While there are a lot of ways to raise children, there are a few parental qualities that I see repeatedly held up as ‘ideal’. Mainly, in an ideal situation, a parent will have high expectations of their children, while also showing them ample warmth and love. A parent will set and maintain appropriate limits. A parent will be relatively unflappable. As in, they are able to empathize with their children’s feelings while also maintaining clear limits – and they don’t take it personally when those feelings are less than positive.

Perhaps uncoincidentally, Edwin Friedman sees these same qualities as necessary for good leadership of any group of people, whether a family, a church, or a business. Leaders, he wrote, need to show nerve – the ability to step away from anxiety within the group, make thoughtful decisions, and then stick to them.

Today I offer two articles about leadership. One of which discusses Friedman’s ideas in a church setting which I think is helpful for developing a concept of what non-anxious parenting could look like. The second gives something of a counterpoint: by using leadership books and theories, do we risk approaching parenting and homemaking as a business? (Interestingly, Friedman’s ideas come out of family systems theory…)

To Read In Parallel:

How Church Leaders Can be a Non-anxious Presence by Jo Carter for the Gospel Coalition

[Effective leaders] had the virtue of maintaining self-control and clear minds in difficult situations. They were able to remain calm, composed, and rational when faced with chaos and adversity, especially when others were panicking and unfairly attributing the blame to them. And in response, their serenity helped me feel more composed.

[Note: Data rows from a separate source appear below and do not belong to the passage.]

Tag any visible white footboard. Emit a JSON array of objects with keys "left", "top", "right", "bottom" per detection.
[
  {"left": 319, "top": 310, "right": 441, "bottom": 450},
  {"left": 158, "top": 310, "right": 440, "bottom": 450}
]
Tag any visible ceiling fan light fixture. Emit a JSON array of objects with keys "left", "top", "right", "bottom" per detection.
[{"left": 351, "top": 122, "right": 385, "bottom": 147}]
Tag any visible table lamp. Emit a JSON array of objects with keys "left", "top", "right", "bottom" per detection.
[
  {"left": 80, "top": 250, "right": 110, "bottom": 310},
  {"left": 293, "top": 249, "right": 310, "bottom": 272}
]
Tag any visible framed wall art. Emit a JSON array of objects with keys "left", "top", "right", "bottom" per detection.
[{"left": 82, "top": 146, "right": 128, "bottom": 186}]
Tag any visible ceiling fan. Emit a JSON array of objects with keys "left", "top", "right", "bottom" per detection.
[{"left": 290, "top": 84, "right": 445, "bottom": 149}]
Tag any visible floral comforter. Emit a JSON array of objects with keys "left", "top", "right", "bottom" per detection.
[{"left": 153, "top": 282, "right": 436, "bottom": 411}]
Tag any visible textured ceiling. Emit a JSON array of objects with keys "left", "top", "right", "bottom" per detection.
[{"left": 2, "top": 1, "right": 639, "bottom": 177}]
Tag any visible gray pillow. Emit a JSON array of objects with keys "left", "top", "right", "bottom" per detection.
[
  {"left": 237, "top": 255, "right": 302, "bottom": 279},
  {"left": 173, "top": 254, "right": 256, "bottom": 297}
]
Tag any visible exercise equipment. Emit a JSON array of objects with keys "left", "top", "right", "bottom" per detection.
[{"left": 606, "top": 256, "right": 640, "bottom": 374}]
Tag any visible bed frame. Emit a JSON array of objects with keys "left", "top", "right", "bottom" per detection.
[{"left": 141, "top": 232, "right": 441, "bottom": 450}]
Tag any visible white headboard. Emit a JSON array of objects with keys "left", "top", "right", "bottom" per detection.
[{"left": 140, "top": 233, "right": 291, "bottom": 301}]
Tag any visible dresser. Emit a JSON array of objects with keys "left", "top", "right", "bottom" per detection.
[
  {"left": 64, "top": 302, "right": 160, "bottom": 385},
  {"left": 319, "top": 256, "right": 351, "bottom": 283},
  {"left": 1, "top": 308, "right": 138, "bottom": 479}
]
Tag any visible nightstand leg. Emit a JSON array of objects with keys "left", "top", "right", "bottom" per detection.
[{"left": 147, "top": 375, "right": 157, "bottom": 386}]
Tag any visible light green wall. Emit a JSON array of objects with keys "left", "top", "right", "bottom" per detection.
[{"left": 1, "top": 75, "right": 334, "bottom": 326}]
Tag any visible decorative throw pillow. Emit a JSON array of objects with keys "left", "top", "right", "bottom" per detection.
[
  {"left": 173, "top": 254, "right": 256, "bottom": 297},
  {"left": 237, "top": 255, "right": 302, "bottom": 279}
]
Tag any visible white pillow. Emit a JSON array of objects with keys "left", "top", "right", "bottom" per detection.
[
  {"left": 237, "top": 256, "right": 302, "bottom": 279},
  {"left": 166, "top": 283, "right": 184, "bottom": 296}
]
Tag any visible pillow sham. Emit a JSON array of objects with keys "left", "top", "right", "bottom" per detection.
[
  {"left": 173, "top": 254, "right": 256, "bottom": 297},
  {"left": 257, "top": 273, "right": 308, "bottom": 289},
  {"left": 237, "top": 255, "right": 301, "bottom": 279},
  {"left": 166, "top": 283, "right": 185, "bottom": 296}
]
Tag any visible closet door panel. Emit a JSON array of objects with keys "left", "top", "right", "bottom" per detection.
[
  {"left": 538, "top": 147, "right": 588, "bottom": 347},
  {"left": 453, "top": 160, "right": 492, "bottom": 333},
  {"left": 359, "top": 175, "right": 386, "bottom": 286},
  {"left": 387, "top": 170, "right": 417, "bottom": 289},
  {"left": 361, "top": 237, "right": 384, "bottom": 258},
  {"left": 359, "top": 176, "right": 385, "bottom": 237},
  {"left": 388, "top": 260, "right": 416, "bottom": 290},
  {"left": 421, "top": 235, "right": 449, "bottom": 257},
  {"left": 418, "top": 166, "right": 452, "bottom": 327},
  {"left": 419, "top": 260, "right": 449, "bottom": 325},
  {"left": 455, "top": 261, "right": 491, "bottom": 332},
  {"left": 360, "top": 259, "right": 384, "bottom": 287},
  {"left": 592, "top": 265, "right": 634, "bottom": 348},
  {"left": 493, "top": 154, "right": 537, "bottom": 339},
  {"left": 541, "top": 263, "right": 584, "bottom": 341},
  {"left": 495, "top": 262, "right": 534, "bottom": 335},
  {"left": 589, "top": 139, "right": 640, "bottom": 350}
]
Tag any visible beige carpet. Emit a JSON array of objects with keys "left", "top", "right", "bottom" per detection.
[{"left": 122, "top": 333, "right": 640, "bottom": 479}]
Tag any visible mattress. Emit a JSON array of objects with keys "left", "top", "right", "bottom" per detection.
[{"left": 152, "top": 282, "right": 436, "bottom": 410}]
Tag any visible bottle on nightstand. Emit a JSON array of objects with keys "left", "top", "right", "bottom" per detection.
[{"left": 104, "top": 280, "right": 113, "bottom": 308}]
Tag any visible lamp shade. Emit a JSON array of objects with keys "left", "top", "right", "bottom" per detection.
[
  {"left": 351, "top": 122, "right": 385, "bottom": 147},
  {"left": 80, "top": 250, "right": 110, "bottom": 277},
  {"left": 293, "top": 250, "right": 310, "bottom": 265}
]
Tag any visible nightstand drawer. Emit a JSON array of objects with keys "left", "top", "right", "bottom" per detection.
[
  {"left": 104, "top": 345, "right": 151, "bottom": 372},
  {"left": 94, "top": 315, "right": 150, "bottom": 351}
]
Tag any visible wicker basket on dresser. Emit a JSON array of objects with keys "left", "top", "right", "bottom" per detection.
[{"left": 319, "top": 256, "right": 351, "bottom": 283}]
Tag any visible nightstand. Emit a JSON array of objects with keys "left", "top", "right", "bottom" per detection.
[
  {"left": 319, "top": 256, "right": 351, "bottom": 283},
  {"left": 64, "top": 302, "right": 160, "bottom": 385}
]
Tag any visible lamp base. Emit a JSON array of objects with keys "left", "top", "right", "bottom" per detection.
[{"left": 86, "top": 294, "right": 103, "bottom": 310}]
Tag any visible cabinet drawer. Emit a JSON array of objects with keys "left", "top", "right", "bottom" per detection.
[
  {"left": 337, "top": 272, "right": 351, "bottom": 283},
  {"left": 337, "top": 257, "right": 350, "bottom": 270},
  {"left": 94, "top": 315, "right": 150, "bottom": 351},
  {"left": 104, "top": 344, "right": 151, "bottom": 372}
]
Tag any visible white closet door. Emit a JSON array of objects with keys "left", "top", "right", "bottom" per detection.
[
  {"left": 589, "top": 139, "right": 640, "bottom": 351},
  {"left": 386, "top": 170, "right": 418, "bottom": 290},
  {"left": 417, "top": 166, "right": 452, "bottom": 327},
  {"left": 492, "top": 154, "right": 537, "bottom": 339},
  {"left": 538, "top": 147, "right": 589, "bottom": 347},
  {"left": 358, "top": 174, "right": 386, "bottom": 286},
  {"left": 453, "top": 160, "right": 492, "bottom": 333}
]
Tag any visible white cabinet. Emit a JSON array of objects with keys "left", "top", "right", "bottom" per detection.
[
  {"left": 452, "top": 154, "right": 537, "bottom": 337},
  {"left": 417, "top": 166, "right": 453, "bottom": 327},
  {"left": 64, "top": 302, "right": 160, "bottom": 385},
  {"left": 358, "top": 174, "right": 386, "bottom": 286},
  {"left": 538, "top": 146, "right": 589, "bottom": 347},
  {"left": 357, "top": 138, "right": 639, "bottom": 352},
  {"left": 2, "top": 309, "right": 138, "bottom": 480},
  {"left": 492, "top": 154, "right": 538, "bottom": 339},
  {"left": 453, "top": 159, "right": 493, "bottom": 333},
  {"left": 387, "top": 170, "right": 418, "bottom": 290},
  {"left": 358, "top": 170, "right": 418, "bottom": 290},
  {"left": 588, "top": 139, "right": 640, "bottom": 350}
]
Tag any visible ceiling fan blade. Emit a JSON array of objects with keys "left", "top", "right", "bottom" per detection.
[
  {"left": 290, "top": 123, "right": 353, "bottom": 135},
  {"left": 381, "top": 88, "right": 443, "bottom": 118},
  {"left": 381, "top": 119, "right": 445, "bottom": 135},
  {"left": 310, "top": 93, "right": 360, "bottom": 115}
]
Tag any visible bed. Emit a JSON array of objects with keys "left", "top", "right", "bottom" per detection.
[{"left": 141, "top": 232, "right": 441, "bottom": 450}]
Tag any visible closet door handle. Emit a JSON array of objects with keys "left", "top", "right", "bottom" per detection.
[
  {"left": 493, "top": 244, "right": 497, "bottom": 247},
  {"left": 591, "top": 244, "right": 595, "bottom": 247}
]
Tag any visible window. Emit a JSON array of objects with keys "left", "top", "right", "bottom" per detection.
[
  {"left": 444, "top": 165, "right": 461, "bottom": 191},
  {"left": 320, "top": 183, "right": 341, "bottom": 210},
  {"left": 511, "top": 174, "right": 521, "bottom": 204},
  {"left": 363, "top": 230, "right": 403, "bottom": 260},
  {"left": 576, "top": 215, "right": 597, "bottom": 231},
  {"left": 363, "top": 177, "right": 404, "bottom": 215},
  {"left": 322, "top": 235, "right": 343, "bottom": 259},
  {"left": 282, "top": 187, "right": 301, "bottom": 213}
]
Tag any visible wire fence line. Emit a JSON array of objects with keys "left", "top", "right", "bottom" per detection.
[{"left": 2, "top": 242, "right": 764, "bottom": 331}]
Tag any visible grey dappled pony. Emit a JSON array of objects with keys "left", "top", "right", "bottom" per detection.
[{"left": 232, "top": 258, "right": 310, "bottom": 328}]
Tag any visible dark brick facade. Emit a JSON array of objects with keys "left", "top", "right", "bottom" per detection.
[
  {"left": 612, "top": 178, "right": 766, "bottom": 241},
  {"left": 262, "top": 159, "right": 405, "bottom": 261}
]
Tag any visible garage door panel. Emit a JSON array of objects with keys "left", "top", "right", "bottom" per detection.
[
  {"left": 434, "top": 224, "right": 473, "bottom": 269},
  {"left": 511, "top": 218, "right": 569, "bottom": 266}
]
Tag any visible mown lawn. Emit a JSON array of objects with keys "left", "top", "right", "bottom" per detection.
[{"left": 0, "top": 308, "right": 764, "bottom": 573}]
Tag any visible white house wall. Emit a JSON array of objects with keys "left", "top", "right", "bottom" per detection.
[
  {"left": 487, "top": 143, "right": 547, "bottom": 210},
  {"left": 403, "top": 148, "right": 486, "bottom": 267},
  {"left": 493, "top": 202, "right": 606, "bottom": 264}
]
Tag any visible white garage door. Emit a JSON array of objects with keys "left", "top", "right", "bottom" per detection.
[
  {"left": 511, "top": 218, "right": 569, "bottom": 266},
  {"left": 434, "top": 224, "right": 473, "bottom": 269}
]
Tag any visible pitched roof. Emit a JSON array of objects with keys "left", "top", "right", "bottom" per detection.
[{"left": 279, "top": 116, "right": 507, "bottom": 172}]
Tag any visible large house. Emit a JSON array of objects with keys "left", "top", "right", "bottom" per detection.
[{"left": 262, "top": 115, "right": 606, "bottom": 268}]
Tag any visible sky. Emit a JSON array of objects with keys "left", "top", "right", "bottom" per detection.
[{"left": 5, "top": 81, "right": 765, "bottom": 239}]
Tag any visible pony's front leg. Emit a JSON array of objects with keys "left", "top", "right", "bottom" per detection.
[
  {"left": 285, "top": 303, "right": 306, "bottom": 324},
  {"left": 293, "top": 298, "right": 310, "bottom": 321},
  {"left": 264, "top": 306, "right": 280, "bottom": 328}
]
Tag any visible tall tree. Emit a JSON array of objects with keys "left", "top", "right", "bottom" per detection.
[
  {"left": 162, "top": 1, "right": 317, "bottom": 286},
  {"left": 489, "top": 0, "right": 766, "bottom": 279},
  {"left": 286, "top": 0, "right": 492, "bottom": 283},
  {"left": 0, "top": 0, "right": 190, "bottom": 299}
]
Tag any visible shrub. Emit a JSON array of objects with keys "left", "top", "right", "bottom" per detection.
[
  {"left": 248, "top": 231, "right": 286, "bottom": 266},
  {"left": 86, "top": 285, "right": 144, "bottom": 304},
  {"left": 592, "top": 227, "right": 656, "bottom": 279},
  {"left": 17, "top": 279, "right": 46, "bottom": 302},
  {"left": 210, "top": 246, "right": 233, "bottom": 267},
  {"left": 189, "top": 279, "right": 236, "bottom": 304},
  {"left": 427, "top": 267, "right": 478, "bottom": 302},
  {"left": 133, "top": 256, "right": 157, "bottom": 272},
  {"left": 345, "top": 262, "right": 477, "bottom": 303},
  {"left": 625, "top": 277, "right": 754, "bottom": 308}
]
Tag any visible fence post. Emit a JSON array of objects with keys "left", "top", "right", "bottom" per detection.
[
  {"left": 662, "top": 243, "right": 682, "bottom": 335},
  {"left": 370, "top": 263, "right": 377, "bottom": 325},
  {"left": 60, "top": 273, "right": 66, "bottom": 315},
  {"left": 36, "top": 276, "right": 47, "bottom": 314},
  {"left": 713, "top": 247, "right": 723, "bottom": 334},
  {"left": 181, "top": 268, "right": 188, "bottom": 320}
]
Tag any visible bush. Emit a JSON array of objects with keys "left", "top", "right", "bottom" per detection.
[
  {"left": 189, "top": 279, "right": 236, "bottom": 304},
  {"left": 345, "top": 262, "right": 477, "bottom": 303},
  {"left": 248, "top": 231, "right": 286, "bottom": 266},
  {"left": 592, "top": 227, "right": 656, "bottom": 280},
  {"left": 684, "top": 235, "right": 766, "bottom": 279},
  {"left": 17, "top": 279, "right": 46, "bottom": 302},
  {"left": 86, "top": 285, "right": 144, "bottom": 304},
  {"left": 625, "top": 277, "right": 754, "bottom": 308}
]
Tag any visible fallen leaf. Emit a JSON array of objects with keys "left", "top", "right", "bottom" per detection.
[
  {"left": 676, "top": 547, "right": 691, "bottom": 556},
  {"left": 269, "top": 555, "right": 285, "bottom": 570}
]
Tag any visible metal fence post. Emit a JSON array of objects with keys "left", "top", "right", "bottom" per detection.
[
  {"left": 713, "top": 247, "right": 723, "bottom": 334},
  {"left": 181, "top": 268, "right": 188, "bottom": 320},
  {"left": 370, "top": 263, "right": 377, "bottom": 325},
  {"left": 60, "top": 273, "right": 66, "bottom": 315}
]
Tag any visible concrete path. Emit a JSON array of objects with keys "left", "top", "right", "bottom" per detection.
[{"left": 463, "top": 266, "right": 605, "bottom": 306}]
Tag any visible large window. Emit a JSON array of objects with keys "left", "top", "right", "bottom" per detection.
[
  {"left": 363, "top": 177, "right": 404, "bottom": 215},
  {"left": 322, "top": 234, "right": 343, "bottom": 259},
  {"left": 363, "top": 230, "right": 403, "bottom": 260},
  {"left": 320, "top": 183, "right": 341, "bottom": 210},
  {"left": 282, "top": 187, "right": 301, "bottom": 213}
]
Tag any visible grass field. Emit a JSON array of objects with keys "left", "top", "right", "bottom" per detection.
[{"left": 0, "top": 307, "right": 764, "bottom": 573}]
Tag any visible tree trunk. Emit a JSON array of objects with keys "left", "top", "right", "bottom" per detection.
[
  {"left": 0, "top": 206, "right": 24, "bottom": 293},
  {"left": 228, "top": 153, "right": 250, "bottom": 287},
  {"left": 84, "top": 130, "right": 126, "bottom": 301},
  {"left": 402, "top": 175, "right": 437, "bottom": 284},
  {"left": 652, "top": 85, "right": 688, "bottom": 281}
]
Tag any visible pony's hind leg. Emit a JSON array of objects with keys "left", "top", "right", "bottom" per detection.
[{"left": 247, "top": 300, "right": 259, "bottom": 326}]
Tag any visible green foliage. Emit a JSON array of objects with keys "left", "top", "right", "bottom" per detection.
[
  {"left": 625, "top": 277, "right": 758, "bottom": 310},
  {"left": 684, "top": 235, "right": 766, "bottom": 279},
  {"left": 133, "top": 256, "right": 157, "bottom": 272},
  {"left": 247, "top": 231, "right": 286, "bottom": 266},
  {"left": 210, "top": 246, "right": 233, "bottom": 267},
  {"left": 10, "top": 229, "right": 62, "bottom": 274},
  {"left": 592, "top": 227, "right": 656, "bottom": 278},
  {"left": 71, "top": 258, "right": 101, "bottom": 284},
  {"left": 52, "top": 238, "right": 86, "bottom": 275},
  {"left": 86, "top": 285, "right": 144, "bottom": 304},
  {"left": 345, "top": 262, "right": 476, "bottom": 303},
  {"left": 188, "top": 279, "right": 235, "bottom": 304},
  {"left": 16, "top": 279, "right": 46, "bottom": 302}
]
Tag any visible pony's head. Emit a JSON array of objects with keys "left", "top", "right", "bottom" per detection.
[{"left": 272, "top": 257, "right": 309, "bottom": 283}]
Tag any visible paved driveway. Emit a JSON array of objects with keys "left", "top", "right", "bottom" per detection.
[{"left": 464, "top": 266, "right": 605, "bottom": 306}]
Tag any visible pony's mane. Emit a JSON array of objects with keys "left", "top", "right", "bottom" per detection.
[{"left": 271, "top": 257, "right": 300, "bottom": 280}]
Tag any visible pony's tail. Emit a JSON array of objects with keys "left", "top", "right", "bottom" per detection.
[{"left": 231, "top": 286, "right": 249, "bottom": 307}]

Lead vs Leader vs Leadership by Tim Suffield

If…your leaders are called leaders, it shouldn’t surprise you if they start to act like people running a corporation or charity rather than elders and deacons.

Have you found remaining ‘unflappable’ and ‘non-anxious’ an effective way of parenting your children? Do you ever struggle with the temptation to reduce parenting and homemaking to something less than what it is (perhaps by attempting to ‘hack’ it)?